こんなに豊かな表情や弾力があるということはすなわち、ロボットや盗撮カメラが内蔵されているというふうでもなかった。
「いい度胸してるじゃないか、小娘」
「最初にケンカ売ってきたの、そっちでしょ」
「褒めてんのさ俺は。そのぐらいのタフさがないと……」
勢いをつけたカラスの胴体が、顔面にブチあたる。
私はバランスを崩し、そのまま押し倒された。
文句を言おうかと思った。
だけど、腕にかるく痛みがはしった。
倒れた手元の土に奇妙な金具がめり込んだ瞬間、彼が私をかばったんだとわかった。
じゃあ礼を言おうか? ……とも思ったけど、今はそんな時でもなさそうだった。
「ああいう手合いから、逃げられない」
私のかぶせた帽子を目深にかぶり直して、やや気取ったふうにカラスは言った。
その金具……短刀……いや棒手裏剣が投げつけられた方角を見る。
ひとりの少女が立っていた。
背格好からすれば、私とおなじぐらいか。でなきゃもう少しだけ年上か。
アーモンに似た色と形と大きさの目。それを印象的に引き立たせる幼い顔立ち。赤茶けた髪を編み込みにしている。

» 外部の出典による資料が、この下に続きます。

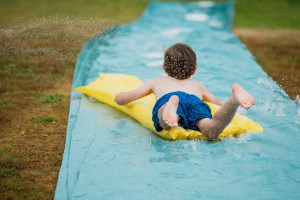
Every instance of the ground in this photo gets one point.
(37, 59)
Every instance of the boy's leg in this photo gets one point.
(167, 114)
(212, 128)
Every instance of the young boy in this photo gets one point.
(179, 99)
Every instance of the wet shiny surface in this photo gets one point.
(110, 156)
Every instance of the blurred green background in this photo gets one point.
(270, 14)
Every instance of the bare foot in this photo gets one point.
(242, 97)
(169, 114)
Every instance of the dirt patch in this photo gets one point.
(277, 51)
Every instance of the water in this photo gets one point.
(110, 156)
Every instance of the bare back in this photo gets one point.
(164, 85)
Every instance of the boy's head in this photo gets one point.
(180, 61)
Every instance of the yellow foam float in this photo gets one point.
(107, 86)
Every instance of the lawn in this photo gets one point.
(39, 44)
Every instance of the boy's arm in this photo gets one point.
(127, 97)
(207, 96)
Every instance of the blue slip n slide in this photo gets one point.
(110, 156)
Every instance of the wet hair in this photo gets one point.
(180, 61)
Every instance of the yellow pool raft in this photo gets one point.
(107, 86)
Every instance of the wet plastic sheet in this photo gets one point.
(110, 156)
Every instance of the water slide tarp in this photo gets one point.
(110, 156)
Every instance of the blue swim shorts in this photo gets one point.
(190, 109)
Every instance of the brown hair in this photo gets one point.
(180, 61)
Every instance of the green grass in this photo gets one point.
(44, 119)
(283, 14)
(271, 14)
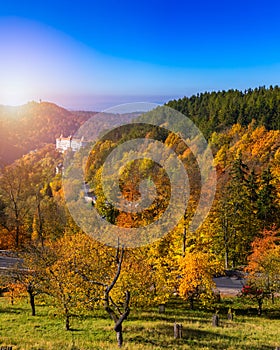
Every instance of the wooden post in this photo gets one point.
(215, 320)
(178, 330)
(161, 308)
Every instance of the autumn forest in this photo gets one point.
(78, 274)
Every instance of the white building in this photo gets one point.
(64, 143)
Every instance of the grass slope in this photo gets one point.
(143, 330)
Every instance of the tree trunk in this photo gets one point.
(191, 300)
(32, 303)
(260, 307)
(119, 336)
(67, 322)
(30, 291)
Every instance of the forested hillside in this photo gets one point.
(216, 111)
(81, 272)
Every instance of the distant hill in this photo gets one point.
(219, 110)
(34, 125)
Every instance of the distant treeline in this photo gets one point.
(217, 111)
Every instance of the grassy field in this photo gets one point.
(143, 330)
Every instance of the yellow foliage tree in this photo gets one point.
(197, 270)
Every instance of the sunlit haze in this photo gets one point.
(90, 55)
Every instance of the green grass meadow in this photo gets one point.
(144, 329)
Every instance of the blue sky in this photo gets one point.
(95, 54)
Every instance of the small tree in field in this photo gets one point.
(255, 293)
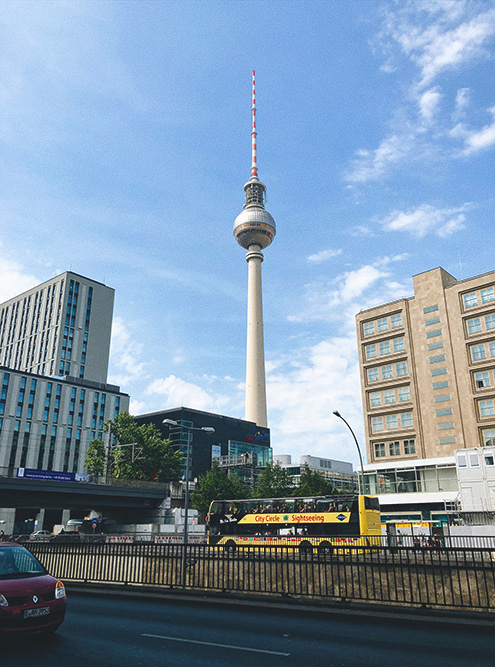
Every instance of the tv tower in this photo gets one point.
(254, 230)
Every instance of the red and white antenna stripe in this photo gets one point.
(254, 164)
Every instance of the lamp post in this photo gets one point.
(360, 476)
(189, 429)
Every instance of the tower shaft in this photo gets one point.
(255, 355)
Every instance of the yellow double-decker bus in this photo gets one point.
(321, 524)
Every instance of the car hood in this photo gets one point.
(28, 585)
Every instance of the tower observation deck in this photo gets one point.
(254, 230)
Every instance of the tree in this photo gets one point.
(217, 485)
(274, 482)
(140, 452)
(95, 457)
(313, 483)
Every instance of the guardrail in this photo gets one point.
(454, 578)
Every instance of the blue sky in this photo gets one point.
(125, 145)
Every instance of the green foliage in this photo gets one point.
(313, 483)
(140, 452)
(95, 457)
(217, 485)
(274, 482)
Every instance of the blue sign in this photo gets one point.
(52, 475)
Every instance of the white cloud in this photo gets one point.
(178, 392)
(429, 103)
(323, 255)
(14, 279)
(427, 219)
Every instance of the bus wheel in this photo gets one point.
(230, 547)
(306, 548)
(325, 549)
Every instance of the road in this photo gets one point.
(109, 631)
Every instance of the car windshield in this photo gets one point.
(17, 562)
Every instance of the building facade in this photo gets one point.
(59, 328)
(339, 473)
(232, 438)
(427, 367)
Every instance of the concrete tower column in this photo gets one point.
(255, 355)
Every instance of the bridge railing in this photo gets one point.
(450, 577)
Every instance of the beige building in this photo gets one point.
(427, 367)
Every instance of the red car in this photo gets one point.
(30, 599)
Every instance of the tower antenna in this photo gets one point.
(254, 163)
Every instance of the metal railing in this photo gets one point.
(454, 578)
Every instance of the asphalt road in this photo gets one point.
(101, 631)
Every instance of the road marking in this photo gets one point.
(195, 641)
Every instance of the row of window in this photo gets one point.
(382, 324)
(478, 298)
(385, 347)
(389, 396)
(391, 422)
(387, 372)
(394, 448)
(479, 324)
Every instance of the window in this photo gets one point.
(392, 422)
(482, 379)
(435, 360)
(409, 447)
(489, 437)
(474, 325)
(389, 396)
(470, 300)
(487, 295)
(394, 448)
(387, 372)
(385, 348)
(369, 328)
(486, 408)
(490, 321)
(379, 449)
(370, 351)
(440, 385)
(377, 424)
(474, 460)
(478, 352)
(375, 399)
(372, 374)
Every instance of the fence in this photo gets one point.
(452, 578)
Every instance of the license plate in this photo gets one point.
(39, 611)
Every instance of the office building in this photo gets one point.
(428, 369)
(59, 328)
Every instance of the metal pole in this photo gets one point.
(360, 476)
(186, 509)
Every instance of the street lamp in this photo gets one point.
(360, 476)
(189, 429)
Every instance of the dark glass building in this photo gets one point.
(232, 437)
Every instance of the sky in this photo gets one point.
(125, 145)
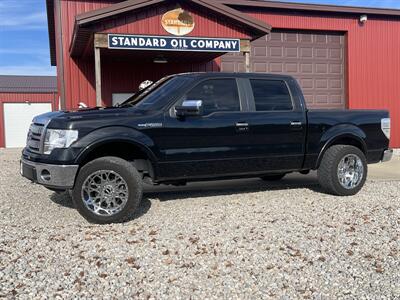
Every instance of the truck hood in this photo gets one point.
(87, 114)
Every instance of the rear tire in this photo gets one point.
(343, 170)
(107, 190)
(275, 177)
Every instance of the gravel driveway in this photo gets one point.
(238, 239)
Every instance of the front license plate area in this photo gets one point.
(28, 171)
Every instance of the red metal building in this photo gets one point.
(21, 98)
(344, 57)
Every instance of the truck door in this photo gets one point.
(206, 145)
(276, 126)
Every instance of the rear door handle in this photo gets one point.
(242, 127)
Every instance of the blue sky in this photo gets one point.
(24, 46)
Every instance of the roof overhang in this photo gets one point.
(83, 31)
(232, 4)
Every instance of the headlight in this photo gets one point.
(57, 138)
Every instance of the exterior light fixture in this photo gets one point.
(160, 60)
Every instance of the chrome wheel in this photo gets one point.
(105, 193)
(350, 171)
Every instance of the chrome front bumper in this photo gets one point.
(387, 155)
(53, 176)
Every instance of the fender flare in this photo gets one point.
(347, 131)
(111, 134)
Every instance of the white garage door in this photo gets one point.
(18, 118)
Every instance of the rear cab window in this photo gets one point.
(271, 95)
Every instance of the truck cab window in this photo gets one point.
(271, 95)
(217, 95)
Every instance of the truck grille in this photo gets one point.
(34, 137)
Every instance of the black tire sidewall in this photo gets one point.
(340, 190)
(127, 171)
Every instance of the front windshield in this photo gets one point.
(149, 98)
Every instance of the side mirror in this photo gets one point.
(189, 108)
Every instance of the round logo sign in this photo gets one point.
(177, 22)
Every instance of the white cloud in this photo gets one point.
(28, 70)
(23, 15)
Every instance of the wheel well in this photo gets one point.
(344, 140)
(348, 141)
(124, 150)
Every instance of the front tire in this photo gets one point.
(343, 170)
(107, 190)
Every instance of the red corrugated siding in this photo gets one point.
(121, 77)
(373, 58)
(15, 98)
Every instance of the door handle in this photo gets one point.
(242, 127)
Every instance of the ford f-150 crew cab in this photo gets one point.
(200, 126)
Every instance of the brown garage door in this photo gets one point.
(316, 60)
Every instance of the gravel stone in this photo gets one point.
(242, 239)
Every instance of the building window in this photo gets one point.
(217, 95)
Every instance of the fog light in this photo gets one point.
(45, 175)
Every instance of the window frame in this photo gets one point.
(240, 86)
(252, 102)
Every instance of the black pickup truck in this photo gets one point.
(200, 126)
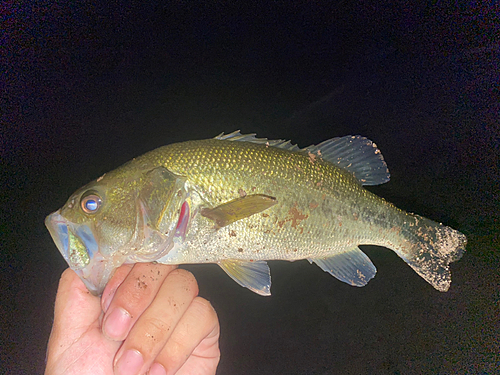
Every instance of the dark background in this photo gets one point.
(88, 86)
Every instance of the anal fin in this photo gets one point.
(352, 266)
(252, 275)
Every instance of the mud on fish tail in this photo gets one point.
(429, 248)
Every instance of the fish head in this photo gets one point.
(119, 218)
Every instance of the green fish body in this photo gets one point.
(239, 201)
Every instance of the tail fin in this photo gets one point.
(429, 249)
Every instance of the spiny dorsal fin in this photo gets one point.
(237, 136)
(355, 153)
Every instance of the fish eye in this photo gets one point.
(90, 203)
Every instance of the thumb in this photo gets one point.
(76, 311)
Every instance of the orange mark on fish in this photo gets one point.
(312, 157)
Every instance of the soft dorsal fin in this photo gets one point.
(358, 155)
(355, 153)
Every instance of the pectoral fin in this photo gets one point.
(252, 275)
(237, 209)
(352, 267)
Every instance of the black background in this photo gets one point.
(88, 86)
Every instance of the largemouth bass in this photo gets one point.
(238, 201)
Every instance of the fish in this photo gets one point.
(239, 201)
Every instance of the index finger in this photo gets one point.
(138, 287)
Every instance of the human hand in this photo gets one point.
(149, 318)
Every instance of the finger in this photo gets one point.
(194, 342)
(154, 327)
(132, 298)
(76, 310)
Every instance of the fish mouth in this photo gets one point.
(78, 246)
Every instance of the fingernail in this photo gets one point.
(129, 363)
(106, 301)
(117, 324)
(157, 369)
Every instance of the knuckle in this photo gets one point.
(204, 309)
(187, 279)
(135, 292)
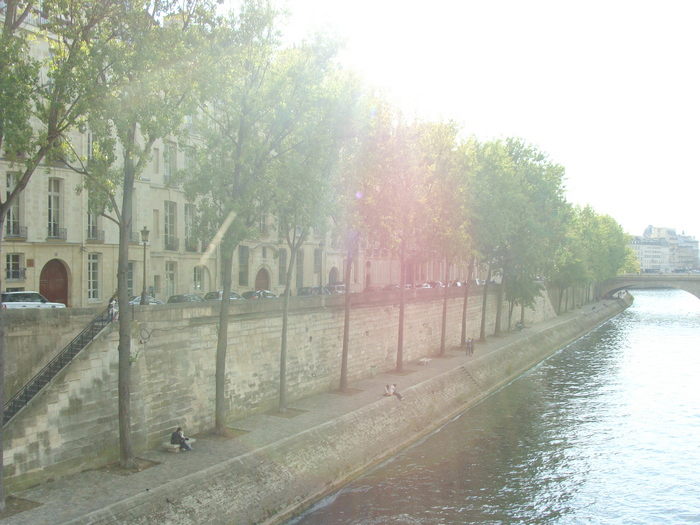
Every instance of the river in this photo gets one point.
(605, 431)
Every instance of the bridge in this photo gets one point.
(688, 282)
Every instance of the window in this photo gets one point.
(156, 160)
(190, 242)
(12, 226)
(243, 265)
(55, 209)
(190, 156)
(130, 279)
(14, 271)
(300, 269)
(317, 260)
(170, 269)
(171, 226)
(283, 266)
(169, 158)
(93, 276)
(92, 146)
(198, 278)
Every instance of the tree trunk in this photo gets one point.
(346, 325)
(470, 270)
(444, 307)
(285, 325)
(511, 305)
(499, 301)
(482, 334)
(227, 249)
(402, 307)
(2, 388)
(561, 295)
(126, 453)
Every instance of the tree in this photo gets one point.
(261, 97)
(394, 203)
(539, 226)
(303, 171)
(43, 100)
(151, 89)
(493, 201)
(446, 232)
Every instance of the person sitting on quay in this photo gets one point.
(396, 392)
(178, 438)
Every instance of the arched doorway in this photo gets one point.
(53, 282)
(333, 276)
(262, 280)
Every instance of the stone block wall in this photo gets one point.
(73, 424)
(34, 336)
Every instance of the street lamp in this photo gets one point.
(144, 239)
(321, 246)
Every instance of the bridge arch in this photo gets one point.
(688, 282)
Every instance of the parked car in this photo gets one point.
(27, 300)
(217, 296)
(185, 298)
(259, 294)
(313, 290)
(135, 301)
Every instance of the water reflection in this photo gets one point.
(605, 431)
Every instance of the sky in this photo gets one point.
(609, 90)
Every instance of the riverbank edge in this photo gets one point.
(279, 481)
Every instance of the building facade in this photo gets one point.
(663, 250)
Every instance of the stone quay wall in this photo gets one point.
(278, 481)
(72, 425)
(34, 336)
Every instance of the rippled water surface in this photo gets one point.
(605, 431)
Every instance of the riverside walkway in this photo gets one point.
(88, 497)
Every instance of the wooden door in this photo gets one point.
(262, 280)
(53, 282)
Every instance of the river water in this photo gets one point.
(605, 431)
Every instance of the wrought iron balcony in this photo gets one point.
(190, 245)
(172, 244)
(57, 233)
(15, 274)
(14, 231)
(95, 235)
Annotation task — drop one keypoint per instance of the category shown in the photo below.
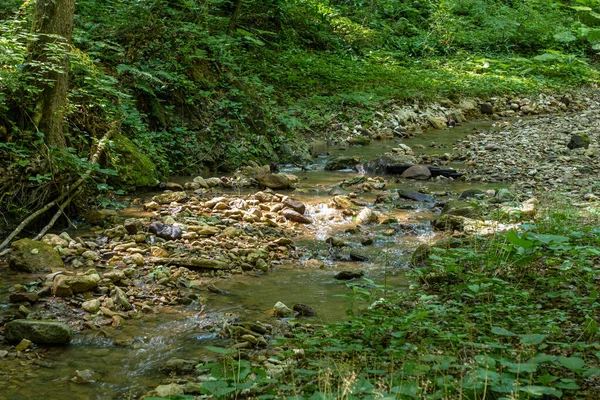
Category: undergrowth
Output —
(514, 316)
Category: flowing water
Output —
(127, 364)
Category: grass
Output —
(512, 316)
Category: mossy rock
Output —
(34, 256)
(135, 169)
(462, 209)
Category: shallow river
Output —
(127, 364)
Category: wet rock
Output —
(295, 205)
(178, 366)
(356, 255)
(413, 195)
(359, 141)
(462, 208)
(55, 240)
(39, 332)
(84, 376)
(120, 299)
(449, 222)
(313, 263)
(486, 108)
(23, 345)
(170, 197)
(304, 310)
(99, 217)
(342, 162)
(167, 232)
(366, 216)
(274, 181)
(295, 216)
(579, 142)
(348, 275)
(91, 306)
(67, 285)
(33, 256)
(419, 172)
(282, 311)
(116, 232)
(133, 225)
(470, 193)
(20, 297)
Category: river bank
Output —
(173, 250)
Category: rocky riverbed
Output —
(169, 252)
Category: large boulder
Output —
(274, 181)
(170, 197)
(342, 162)
(419, 172)
(39, 332)
(33, 256)
(134, 167)
(68, 285)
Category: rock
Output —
(462, 209)
(274, 181)
(448, 222)
(359, 141)
(116, 232)
(33, 256)
(204, 230)
(84, 376)
(437, 122)
(295, 216)
(295, 205)
(23, 345)
(170, 197)
(304, 310)
(348, 275)
(135, 168)
(486, 108)
(366, 216)
(98, 217)
(201, 182)
(133, 226)
(313, 263)
(413, 195)
(470, 193)
(178, 366)
(91, 306)
(68, 285)
(20, 297)
(174, 186)
(39, 332)
(420, 172)
(120, 299)
(55, 240)
(342, 162)
(168, 232)
(282, 311)
(579, 142)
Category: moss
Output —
(134, 167)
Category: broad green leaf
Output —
(572, 363)
(532, 339)
(218, 350)
(539, 391)
(501, 331)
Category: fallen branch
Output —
(69, 194)
(190, 262)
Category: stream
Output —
(126, 363)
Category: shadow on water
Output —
(125, 361)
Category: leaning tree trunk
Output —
(54, 24)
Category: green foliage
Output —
(514, 316)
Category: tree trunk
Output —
(54, 24)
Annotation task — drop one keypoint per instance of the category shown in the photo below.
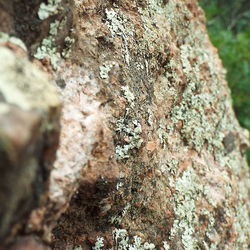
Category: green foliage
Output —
(228, 26)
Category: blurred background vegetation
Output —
(228, 23)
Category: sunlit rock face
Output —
(151, 155)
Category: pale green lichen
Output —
(78, 248)
(48, 49)
(187, 192)
(105, 69)
(98, 244)
(122, 241)
(48, 45)
(117, 26)
(162, 134)
(166, 245)
(68, 42)
(129, 132)
(7, 38)
(128, 95)
(49, 9)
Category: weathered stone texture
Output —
(151, 155)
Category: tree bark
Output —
(150, 154)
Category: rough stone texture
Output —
(151, 155)
(29, 128)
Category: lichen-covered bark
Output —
(151, 155)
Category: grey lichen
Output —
(48, 46)
(98, 244)
(187, 192)
(105, 69)
(122, 241)
(49, 9)
(129, 131)
(7, 38)
(117, 25)
(68, 42)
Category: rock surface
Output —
(29, 129)
(151, 155)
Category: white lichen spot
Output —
(105, 69)
(187, 192)
(98, 244)
(166, 245)
(49, 9)
(116, 24)
(121, 240)
(129, 132)
(7, 38)
(128, 95)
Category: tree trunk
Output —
(150, 153)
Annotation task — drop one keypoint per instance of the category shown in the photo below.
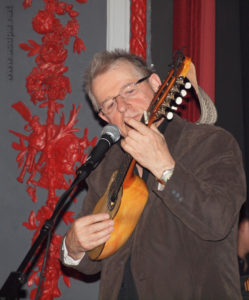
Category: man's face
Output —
(109, 84)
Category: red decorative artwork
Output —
(138, 43)
(48, 150)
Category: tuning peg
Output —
(170, 115)
(187, 84)
(178, 100)
(183, 93)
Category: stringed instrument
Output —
(125, 188)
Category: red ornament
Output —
(49, 150)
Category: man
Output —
(184, 245)
(243, 250)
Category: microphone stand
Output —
(12, 286)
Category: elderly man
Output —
(184, 245)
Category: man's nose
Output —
(121, 104)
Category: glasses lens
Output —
(128, 91)
(108, 106)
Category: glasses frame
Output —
(119, 95)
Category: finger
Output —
(140, 127)
(91, 219)
(100, 226)
(154, 128)
(95, 243)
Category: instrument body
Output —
(127, 194)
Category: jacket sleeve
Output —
(86, 265)
(208, 185)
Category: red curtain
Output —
(194, 30)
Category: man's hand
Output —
(148, 147)
(87, 233)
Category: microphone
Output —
(109, 135)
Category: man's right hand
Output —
(87, 233)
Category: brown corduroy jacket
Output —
(184, 246)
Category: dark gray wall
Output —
(161, 35)
(15, 204)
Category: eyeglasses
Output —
(109, 105)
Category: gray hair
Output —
(103, 61)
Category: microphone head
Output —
(113, 131)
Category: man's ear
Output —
(103, 117)
(155, 81)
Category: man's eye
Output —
(109, 105)
(129, 91)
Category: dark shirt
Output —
(244, 277)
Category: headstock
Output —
(171, 92)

夜でも目立つ銀装束は、ここまで出会ってきた隊員とくらべると無駄な飾りが少なかった。ただ、胸の前にカメラのような、大きなレンズを持つ機材をぶら下げていた。
「気をつけろ、あいつ……」
カラスのささやきに反応するかのように、彼女は目の前のレンズに指で触れた。それから印字を切るようにしてそれを法則的になぞり、
「……Code:007『シルバーハイド』……起動します」
ひくくそう呟くと、『CHECK』と、機械の音声がレンズが聞こえ、その中から真ん丸の、丸薬のような七個の光が飛び出て、爆ぜた。
まるで星明かりが地上に落ちてきたかのようなまぶしさに、思わず目を腕で覆ってしまう。
それが薄らぎ、晴れた時、目の前には怪人が立っていた。
北斗七星をおもわせる亀裂が目口のついたマスクから胴体にかけてはいり、ムダのない銀色の装束はそのままに、その手足はトカゲのウロコのように、金属のフレームで覆われている。接合面は見られず、完全に人体と鋼鉄とが融合したかたちとなっているようだった。
腕には将棋盤……いやチェス盤のような四角い、網目模様のボードが取り付けられていて、時折思い出したようにそのラインを光が駆け巡る。
左の腰には私に投げた手裏剣をふくめて様々な道具……もとい凶器がそろっていた。
その全体的を見たうえでの印象は……忍者であり、サイボーグだった。
「あいつ、もう人間じゃなくなってる」
「……見りゃわかるよ」
見た目以外がバケモノになっているのも、いるけれど。